With these small gestures we cannot save the world, not unless we can align what we truly want from life. We cannot applaud separate acts of the same performance. We cannot admire the sculpture while despising the sculptor. We imagine ourselves at the edge of an existence where nothing can wound us, where pain is only a story we once read, something we dreamed, something with no real shape, no true meaning. Yet—and this is strange—we always want to begin again, to shoulder the role of demigods, saviors of what we do not believe can be saved. We try anyway, with a hunger and despair that burn with equal fire.

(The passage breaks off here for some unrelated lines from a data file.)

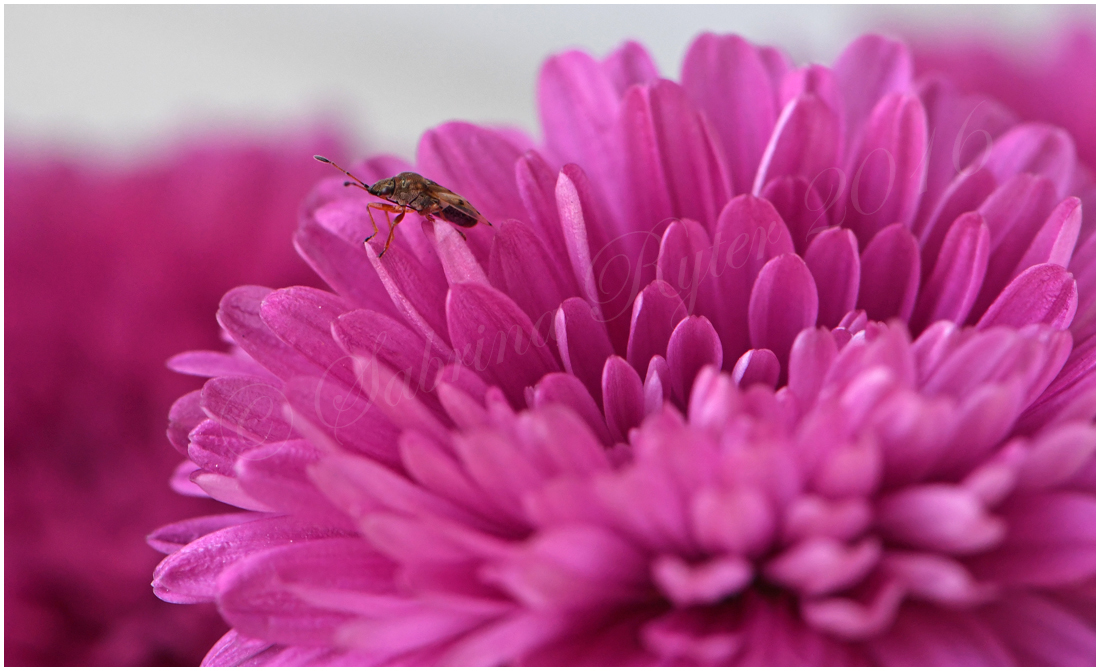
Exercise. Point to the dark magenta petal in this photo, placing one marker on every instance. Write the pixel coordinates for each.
(869, 68)
(173, 537)
(190, 575)
(964, 195)
(784, 301)
(1051, 541)
(624, 402)
(264, 595)
(756, 366)
(495, 338)
(342, 263)
(953, 287)
(521, 266)
(1056, 239)
(1084, 267)
(887, 173)
(536, 182)
(1014, 213)
(369, 333)
(303, 318)
(582, 343)
(205, 363)
(239, 314)
(249, 406)
(811, 356)
(629, 65)
(963, 128)
(816, 79)
(1042, 294)
(658, 385)
(578, 103)
(568, 391)
(749, 232)
(805, 143)
(475, 163)
(417, 290)
(1037, 149)
(685, 261)
(890, 274)
(183, 417)
(833, 259)
(726, 78)
(657, 311)
(692, 345)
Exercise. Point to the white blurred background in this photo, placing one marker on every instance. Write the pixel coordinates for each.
(120, 79)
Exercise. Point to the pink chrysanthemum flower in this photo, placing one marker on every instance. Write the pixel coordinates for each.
(771, 366)
(109, 271)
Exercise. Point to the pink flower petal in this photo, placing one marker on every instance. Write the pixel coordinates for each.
(692, 345)
(869, 68)
(494, 337)
(938, 517)
(749, 233)
(1037, 149)
(1055, 241)
(1049, 540)
(657, 311)
(887, 173)
(568, 391)
(624, 402)
(833, 259)
(783, 301)
(582, 343)
(890, 274)
(1042, 294)
(801, 205)
(1014, 213)
(756, 366)
(726, 78)
(190, 574)
(706, 583)
(254, 590)
(805, 142)
(954, 284)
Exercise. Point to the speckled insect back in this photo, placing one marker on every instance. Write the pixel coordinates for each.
(411, 191)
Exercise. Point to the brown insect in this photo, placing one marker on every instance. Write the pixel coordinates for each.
(410, 191)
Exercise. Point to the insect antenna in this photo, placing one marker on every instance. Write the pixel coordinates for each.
(356, 182)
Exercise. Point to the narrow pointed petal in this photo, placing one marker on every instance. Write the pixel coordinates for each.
(726, 78)
(582, 343)
(492, 334)
(624, 400)
(888, 169)
(756, 366)
(628, 65)
(801, 206)
(692, 345)
(749, 233)
(1042, 294)
(1055, 241)
(890, 274)
(784, 301)
(833, 259)
(805, 143)
(657, 311)
(869, 68)
(1037, 149)
(953, 287)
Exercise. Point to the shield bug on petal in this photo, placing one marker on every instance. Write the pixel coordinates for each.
(410, 191)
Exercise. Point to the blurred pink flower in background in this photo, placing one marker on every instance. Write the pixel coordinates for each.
(1056, 84)
(109, 271)
(774, 365)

Those who lead us through the light are the same as those who drag us into the darkness. You cannot love without tasting the fear that heights bestow—that irrational dread when a railing-less precipice thrusts you toward your own becoming. The fall hovers at the threshold, but in the final moment you find your footing, recover in less than a second, reclaim mastery over yourself, over your own thoughts especially, and you step back from the edge and the vertigo. But it was close. What exhausts us is what shapes us more deeply than we dare admit.

Those moments that demand everything, those brief surges of fervor that hollow us out—these are the fragments that compose and unmake us. It is the dance we perform with ourselves, the one we owe ourselves if we are to endure. And we wish to endure. Despite the missteps, we dance before the mirror with the light burning behind us in the darkened room. No one witnesses us; we dance unfettered, free, to music of our own making. This dance that liberates us, transfigures us, restores us. A dance misunderstood by others, yet vital, necessary to our very breath.

I will not repeat myself. We are never the ones who wake in the morning, yet we manage to commit errors that others cannot forgive more than once. So I will not repeat myself, even if I stumble the same way countless times again. But I will be another each time, clinging to a Jibanananda no one has ever known.